The California-based giant started up a special unit to focus on Internet commerce in January, although it has worked with business customers on the Web since 1995 and currently has more than 300 Internet merchant customers. It is now working on a system to integrate all the basic components a small business would need to get set up on the Internet, to act as the "broker" for the client.
"If you think about your small business segments, their primary need is a trusted, knowledgeable partner. ‘I need to get a URL. I need to get a Web-page designer, a payment processor.’ Most small businesses don’t know how to do that. They’ll have to contract with between seven and nine companies. We think we have an advantage. We can bring the strategic partners together so we can create a cohesive opportunity for the small business," said Michelle Banuagh, vice president with the e-commerce group. Although the bank now refers small business clients getting onto the Web to other companies for advice, the new program, called Wells Fargo iBox and expected to roll out in June, would be a packaged solution to the site development quandary.
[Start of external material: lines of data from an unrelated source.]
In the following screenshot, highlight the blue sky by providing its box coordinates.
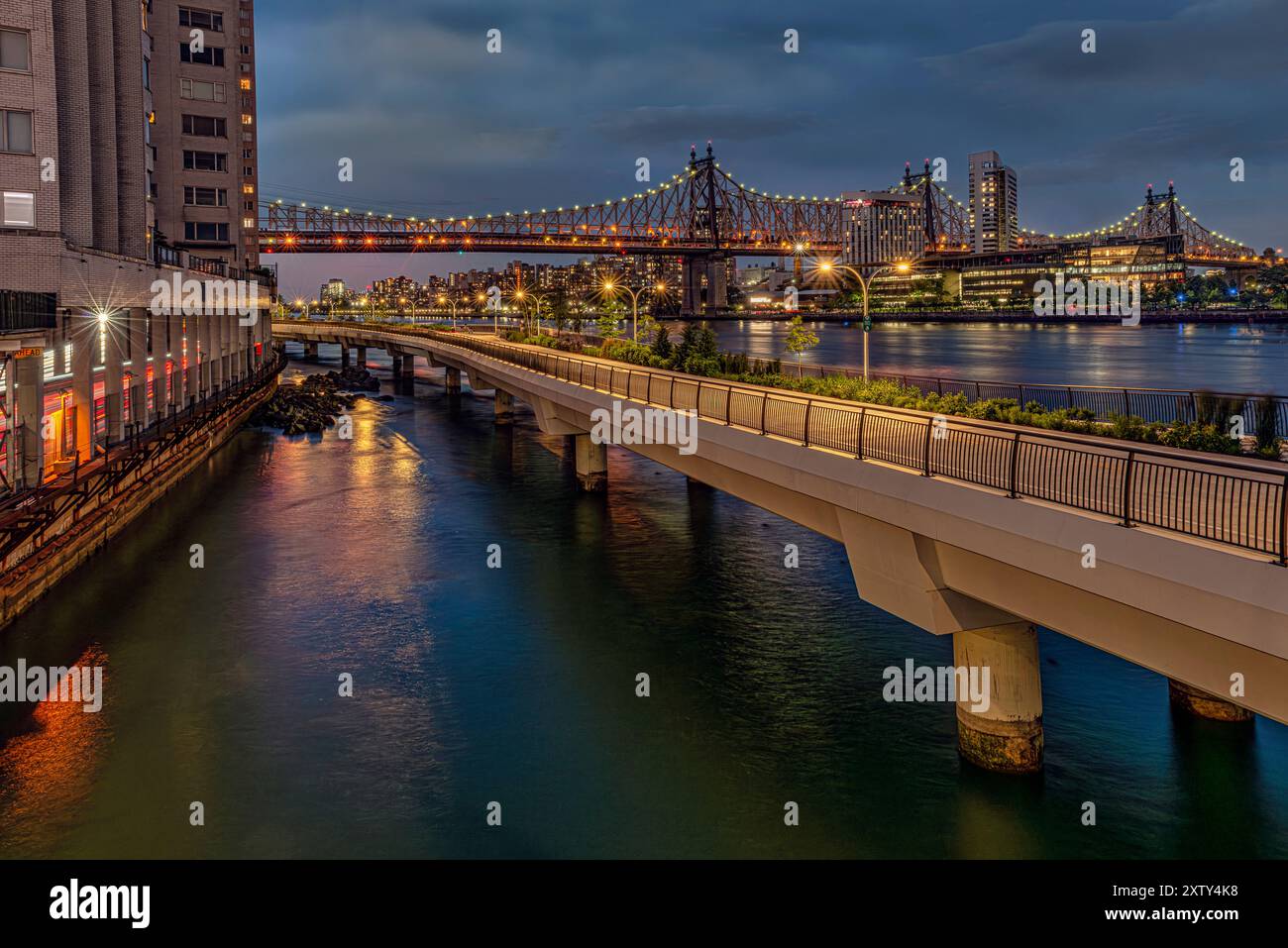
[257,0,1288,292]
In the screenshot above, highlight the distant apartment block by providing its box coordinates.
[967,151,1020,254]
[841,190,926,265]
[0,0,270,490]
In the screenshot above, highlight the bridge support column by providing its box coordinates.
[574,434,608,493]
[1167,678,1252,721]
[680,257,705,316]
[953,622,1043,774]
[492,389,514,425]
[707,257,729,314]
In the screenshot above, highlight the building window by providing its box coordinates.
[183,220,228,244]
[0,110,33,155]
[179,7,224,34]
[183,187,228,207]
[0,30,31,72]
[4,190,36,227]
[183,151,228,171]
[179,43,224,65]
[183,115,228,138]
[179,78,228,102]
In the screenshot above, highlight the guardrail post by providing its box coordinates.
[1279,474,1288,567]
[1124,451,1136,527]
[1009,432,1020,498]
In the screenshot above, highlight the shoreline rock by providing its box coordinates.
[248,368,380,435]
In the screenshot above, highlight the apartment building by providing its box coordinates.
[0,0,271,492]
[967,151,1020,254]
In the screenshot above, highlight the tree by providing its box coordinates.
[653,325,671,362]
[635,313,661,345]
[787,314,818,366]
[595,309,622,339]
[550,290,568,336]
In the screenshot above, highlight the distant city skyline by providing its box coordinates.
[258,0,1288,292]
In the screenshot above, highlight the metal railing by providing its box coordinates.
[0,352,286,522]
[404,330,1288,566]
[773,353,1288,438]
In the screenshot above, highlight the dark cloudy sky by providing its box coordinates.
[257,0,1288,293]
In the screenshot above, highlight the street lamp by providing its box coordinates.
[604,279,666,343]
[816,261,912,381]
[438,296,456,330]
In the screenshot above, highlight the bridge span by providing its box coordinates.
[273,319,1288,772]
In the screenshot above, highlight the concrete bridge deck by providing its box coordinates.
[273,321,1288,771]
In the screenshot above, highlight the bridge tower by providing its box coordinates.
[680,142,730,317]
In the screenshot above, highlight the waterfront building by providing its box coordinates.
[841,190,924,266]
[967,151,1020,254]
[0,0,271,489]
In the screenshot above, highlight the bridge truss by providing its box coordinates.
[261,145,842,255]
[259,143,1256,264]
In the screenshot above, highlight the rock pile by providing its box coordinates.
[250,369,361,434]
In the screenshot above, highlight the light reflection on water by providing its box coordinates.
[0,347,1288,857]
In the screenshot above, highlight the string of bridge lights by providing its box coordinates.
[259,161,1246,258]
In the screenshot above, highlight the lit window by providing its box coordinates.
[4,190,36,227]
[0,30,31,72]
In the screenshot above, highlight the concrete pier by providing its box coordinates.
[13,353,46,487]
[128,309,152,430]
[492,389,514,425]
[574,434,608,492]
[953,622,1043,774]
[103,316,128,442]
[1167,678,1252,721]
[68,310,98,464]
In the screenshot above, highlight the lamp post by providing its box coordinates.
[816,261,912,381]
[604,279,666,343]
[438,296,456,330]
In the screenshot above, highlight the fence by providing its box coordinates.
[783,364,1288,438]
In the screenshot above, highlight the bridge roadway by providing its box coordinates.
[273,319,1288,772]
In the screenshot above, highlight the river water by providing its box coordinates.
[0,323,1288,858]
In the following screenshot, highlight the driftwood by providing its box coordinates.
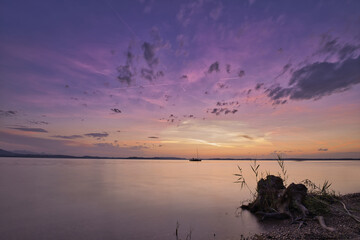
[241,175,309,221]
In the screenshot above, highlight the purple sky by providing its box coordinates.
[0,0,360,158]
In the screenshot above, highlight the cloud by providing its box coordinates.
[52,135,83,139]
[238,70,245,77]
[116,46,136,85]
[239,134,254,140]
[28,120,49,125]
[117,65,134,85]
[10,127,48,133]
[141,42,159,68]
[207,62,220,73]
[176,0,203,27]
[275,63,292,79]
[110,108,121,113]
[0,110,17,117]
[265,56,360,104]
[314,34,360,60]
[226,64,231,73]
[255,83,264,90]
[84,132,109,138]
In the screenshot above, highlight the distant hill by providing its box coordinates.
[0,149,21,157]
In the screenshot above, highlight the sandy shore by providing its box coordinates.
[249,193,360,240]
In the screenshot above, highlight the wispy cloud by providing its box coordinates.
[84,132,109,138]
[9,127,48,133]
[52,135,83,139]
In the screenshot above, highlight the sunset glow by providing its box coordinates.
[0,0,360,158]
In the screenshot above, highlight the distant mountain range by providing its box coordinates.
[0,149,360,161]
[0,149,186,160]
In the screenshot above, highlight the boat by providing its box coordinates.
[189,149,202,162]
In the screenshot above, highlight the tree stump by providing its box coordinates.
[241,175,308,220]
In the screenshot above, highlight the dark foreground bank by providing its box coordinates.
[249,193,360,240]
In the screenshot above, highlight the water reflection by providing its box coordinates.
[0,158,360,239]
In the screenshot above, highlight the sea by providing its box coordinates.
[0,158,360,240]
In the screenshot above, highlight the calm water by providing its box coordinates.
[0,158,360,240]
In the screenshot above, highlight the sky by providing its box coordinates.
[0,0,360,158]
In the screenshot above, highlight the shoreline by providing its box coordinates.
[245,192,360,240]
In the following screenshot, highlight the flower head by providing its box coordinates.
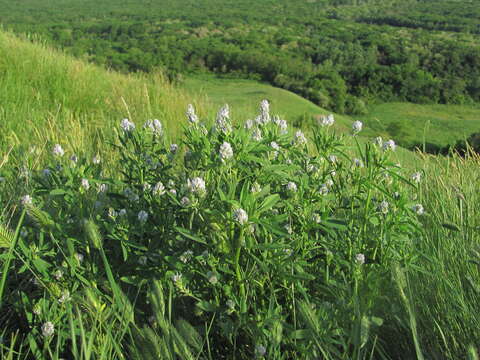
[21,195,32,206]
[352,120,363,134]
[378,200,390,214]
[412,204,425,215]
[52,144,65,157]
[137,210,148,223]
[355,254,365,265]
[255,344,267,357]
[286,181,297,192]
[152,181,165,196]
[294,130,307,145]
[81,179,90,190]
[187,177,206,195]
[320,114,335,127]
[412,171,422,184]
[382,139,397,151]
[42,321,55,337]
[143,119,163,136]
[233,209,248,225]
[120,119,135,132]
[186,104,198,124]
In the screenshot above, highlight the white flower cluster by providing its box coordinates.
[187,104,198,124]
[52,144,65,157]
[294,130,307,145]
[319,114,335,127]
[352,120,363,134]
[120,119,135,132]
[152,181,165,196]
[233,209,248,225]
[215,104,232,134]
[143,119,163,136]
[219,141,233,162]
[187,177,206,195]
[255,100,271,125]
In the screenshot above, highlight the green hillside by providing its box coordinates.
[0,31,197,160]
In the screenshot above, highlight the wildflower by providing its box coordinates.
[373,136,383,147]
[225,299,235,310]
[250,181,262,194]
[180,196,191,207]
[120,119,135,132]
[245,119,253,130]
[286,181,297,192]
[252,128,262,141]
[382,139,397,151]
[53,269,63,281]
[215,104,232,134]
[325,179,333,188]
[137,210,148,223]
[412,204,425,215]
[284,224,293,235]
[21,195,32,206]
[352,158,363,168]
[233,209,248,225]
[378,200,389,215]
[142,183,152,193]
[320,114,335,127]
[294,130,307,145]
[143,119,163,136]
[255,345,267,357]
[275,117,288,135]
[180,250,193,264]
[52,144,65,157]
[352,120,363,134]
[42,321,55,337]
[207,271,218,285]
[255,100,271,125]
[186,104,198,124]
[58,290,71,304]
[187,177,206,194]
[33,303,42,315]
[412,171,422,184]
[152,181,165,196]
[81,179,90,190]
[328,155,337,164]
[355,254,365,265]
[318,184,329,196]
[172,273,182,284]
[220,141,233,162]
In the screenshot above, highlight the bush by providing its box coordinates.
[2,101,423,359]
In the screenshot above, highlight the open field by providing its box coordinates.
[0,28,480,360]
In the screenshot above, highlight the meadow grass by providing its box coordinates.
[0,33,480,360]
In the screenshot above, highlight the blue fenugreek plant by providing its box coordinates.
[3,101,428,359]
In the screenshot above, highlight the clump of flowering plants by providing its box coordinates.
[1,101,428,359]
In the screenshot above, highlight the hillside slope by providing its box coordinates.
[0,31,197,160]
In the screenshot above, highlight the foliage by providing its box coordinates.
[1,102,442,359]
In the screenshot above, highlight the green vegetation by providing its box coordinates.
[0,0,480,114]
[0,96,480,360]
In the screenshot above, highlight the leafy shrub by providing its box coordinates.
[2,101,423,359]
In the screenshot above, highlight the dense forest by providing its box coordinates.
[0,0,480,114]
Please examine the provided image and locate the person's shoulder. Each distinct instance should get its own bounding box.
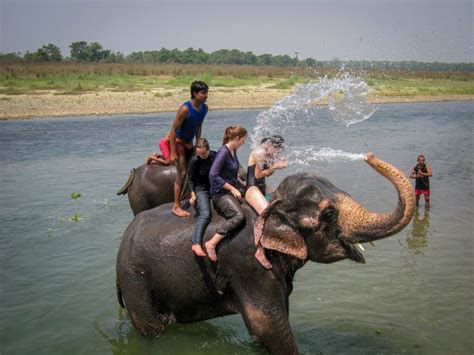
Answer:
[189,155,199,165]
[179,101,189,112]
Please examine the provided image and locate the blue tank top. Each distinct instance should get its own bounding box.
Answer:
[176,101,207,141]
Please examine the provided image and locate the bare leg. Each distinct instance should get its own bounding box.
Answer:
[191,244,206,256]
[245,186,272,270]
[171,156,190,217]
[204,233,225,261]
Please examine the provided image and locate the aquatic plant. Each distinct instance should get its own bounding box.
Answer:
[71,192,82,200]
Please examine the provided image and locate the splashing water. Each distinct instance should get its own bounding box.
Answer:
[250,73,375,166]
[251,73,375,149]
[288,147,365,166]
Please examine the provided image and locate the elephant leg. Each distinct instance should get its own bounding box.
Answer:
[236,290,298,354]
[120,275,174,335]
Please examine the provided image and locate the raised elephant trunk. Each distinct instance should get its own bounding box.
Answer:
[335,153,415,243]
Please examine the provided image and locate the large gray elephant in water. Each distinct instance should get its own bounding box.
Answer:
[117,153,415,354]
[117,164,246,216]
[117,164,181,215]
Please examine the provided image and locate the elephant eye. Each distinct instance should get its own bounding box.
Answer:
[320,207,339,224]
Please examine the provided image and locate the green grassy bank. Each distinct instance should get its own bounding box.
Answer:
[0,63,474,97]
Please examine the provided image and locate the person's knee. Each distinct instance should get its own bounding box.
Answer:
[199,210,211,223]
[234,210,245,226]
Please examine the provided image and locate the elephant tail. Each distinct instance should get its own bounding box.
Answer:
[117,168,135,195]
[115,276,125,308]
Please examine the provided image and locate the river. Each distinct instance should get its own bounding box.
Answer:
[0,102,474,354]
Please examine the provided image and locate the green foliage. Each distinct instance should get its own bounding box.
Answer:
[69,41,120,62]
[71,192,81,200]
[69,213,83,222]
[24,43,63,62]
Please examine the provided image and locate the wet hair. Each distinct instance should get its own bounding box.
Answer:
[196,138,210,150]
[260,134,285,148]
[222,126,247,144]
[191,80,209,99]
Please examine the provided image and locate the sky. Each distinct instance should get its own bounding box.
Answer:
[0,0,474,62]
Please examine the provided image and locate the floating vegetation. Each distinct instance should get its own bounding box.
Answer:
[71,192,82,200]
[69,213,83,222]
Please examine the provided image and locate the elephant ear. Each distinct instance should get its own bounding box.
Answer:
[254,200,308,260]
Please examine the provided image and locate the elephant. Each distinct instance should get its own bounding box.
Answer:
[117,164,246,216]
[116,153,415,354]
[117,164,185,216]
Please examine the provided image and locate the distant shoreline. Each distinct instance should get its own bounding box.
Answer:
[0,86,474,120]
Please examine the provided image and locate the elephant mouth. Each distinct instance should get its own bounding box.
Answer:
[339,238,365,264]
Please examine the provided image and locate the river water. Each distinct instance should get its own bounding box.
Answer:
[0,102,474,354]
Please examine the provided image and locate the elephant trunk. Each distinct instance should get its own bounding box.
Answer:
[335,153,415,243]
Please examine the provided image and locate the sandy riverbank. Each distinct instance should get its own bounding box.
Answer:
[0,86,474,119]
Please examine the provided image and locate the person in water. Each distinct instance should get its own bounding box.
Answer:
[145,132,171,165]
[188,138,216,256]
[410,154,433,208]
[245,135,288,269]
[205,126,247,261]
[170,81,209,217]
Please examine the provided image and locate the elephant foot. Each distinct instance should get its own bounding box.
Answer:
[255,246,272,270]
[171,206,191,217]
[191,244,206,256]
[204,241,217,262]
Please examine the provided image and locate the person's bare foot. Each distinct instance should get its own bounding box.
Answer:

For the large corporate business clients who are mostly already established on the Web, Wells has just unveiled the fruits of a partnership with Mitsubishi last month to develop merchant Web sites that can crack foreign markets. The new Web sites can deal in foreign currency and overcome the language barrier by displaying information in the local language. Wells takes the local currency by credit card, converts the payment into dollars for the U.S. company, and the bill appears in the local currency on the customer’s credit card bill. Formerly, if a customer bought a product over the Internet in yen, for example, the charge appeared on his or her bill in dollars, which led to some confusion.
The new feature, Banaugh said, goes a long way toward helping the merchant reduce customer service telephone calls and contributes to customer satisfaction. Wells and three more large U.S.-based companies are working on sites, which are looking for a late summer launch in preparation for the holiday season.